Consider a generalization of the production function in Example 9.3: $$q=\beta_{0}+\beta_{1} \sqrt{k l}+\beta_{2} k+\beta_{3} l$$ $$0 \leq \beta_{i} \leq 1, \quad i=0, \dots, 3$$ a. If this function is to exhibit constant returns to scale, what restrictions should be placed on the parameters \(\beta_{0}, \ldots, \beta_{3} ?\) b. Show that, in the constant returns-to-scale case, this function exhibits diminishing marginal productivities and that the marginal productivity functions are homogeneous of degree 0 c. Calculate \(\sigma\) in this case.
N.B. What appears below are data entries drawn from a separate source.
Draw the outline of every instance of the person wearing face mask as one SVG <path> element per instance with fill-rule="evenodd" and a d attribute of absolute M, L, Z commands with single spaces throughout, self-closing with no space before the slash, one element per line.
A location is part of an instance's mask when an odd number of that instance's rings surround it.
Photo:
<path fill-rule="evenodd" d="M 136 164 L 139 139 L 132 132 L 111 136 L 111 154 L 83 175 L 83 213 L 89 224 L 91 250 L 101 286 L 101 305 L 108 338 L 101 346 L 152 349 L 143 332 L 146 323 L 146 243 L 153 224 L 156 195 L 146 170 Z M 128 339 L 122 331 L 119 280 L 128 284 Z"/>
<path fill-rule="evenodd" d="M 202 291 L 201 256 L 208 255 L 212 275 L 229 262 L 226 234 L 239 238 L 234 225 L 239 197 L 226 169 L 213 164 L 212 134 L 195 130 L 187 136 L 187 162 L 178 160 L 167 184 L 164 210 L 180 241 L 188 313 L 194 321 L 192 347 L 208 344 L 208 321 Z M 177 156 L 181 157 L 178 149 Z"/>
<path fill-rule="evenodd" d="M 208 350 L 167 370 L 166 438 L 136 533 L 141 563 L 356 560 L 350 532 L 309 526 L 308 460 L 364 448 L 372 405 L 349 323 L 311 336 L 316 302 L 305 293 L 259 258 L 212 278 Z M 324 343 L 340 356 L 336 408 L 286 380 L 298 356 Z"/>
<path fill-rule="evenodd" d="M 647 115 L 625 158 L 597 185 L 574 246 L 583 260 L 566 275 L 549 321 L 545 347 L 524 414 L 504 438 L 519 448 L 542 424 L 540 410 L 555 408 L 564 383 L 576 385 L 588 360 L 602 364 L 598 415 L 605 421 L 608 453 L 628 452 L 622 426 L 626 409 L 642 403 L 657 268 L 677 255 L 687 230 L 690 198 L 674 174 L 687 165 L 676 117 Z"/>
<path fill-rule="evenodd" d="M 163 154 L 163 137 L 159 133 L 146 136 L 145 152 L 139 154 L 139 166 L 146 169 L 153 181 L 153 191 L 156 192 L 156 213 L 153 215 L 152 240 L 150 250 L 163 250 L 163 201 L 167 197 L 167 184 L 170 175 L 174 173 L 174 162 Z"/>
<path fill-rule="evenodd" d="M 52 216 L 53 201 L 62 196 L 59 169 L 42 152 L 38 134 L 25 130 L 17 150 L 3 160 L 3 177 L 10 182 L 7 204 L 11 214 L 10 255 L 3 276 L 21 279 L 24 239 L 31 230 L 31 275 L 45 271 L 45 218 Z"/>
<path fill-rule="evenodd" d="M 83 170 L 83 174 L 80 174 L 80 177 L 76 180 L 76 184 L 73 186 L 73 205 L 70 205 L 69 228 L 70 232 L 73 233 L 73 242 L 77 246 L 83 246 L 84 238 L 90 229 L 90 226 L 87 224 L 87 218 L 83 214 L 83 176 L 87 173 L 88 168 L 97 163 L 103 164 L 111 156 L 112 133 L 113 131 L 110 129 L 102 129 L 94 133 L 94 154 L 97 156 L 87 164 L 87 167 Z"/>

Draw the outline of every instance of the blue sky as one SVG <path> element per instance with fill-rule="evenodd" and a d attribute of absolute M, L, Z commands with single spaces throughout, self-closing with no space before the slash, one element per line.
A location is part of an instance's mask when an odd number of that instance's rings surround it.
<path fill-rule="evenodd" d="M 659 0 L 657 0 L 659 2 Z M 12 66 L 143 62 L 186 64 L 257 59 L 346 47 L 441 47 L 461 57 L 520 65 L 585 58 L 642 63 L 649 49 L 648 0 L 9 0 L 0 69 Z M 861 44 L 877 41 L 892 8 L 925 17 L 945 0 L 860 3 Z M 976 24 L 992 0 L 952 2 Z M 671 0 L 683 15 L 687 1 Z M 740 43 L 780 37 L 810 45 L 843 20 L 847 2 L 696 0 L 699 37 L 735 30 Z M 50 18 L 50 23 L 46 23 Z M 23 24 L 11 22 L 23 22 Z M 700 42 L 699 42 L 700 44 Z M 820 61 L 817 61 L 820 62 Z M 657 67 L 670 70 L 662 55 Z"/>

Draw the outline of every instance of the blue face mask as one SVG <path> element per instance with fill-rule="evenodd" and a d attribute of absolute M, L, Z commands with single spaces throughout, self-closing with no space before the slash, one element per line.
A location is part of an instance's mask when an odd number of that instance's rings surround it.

Although \(\sigma\) is not in general constant, for what values of the \(\beta\) 's does \(\sigma=0,1\), or \(\infty ?\)

A local measure of the returns to scale incorporated in a production function is given by the scale elasticity \(e_{q, t}=\partial f(t k, t l) / \partial t \cdot t / q\) evaluated at \(t=1\) a. Show that if the production function exhibits constant returns to scale, then \(e_{q, t}=1\) b. We can define the output elasticities of the inputs \(k\) and \(l\) as $$\begin{array}{l} e_{q, k}=\frac{\partial f(k, l)}{\partial k} \cdot \frac{k}{q} \\ e_{q, l}=\frac{\partial f(k, l)}{\partial l} \cdot \frac{l}{q} \end{array}$$ Show that \(e_{q, t}=e_{q, k}+e_{q, l}\) c. A function that exhibits variable scale elasticity is $$q=\left(1+k^{-1} l^{-1}\right)^{-1}$$ Show that, for this function, \(e_{q, t}>1\) for \(q<0.5\) and that \(e_{q, t}<1\) for \(q>0.5\) d. Explain your results from part (c) intuitively. Hint: Does \(q\) have an upper bound for this production function?

Suppose we are given the constant returns-to-scale CES production function \\[ q=\left(k^{\rho}+l^{\rho}\right)^{1 / \rho} \\] a. Show that \(M P_{k}=(q / k)^{1-\rho}\) and \(M P_{l}=(q / l)^{1-\rho}\) b. Show that \(R T S=(k / l)^{1-\rho} ;\) use this to show that \\[ \sigma=1 /(1-\rho) \\] c. Determine the output elasticities for \(k\) and \(l ;\) and show that their sum equals 1 d. Prove that \\[ \frac{q}{l}=\left(\frac{\partial q}{\partial l}\right)^{\sigma} \\] and hence that \\[ \ln \left(\frac{q}{l}\right)=\sigma \ln \left(\frac{\partial q}{\partial l}\right) \\] Note: The latter equality is useful in empirical work because we may approximate \(\partial q / \partial l\) by the competitively determined wage rate. Hence \(\sigma\) can be estimated from a regression of \(\ln (q / I)\) on \(\ln w\).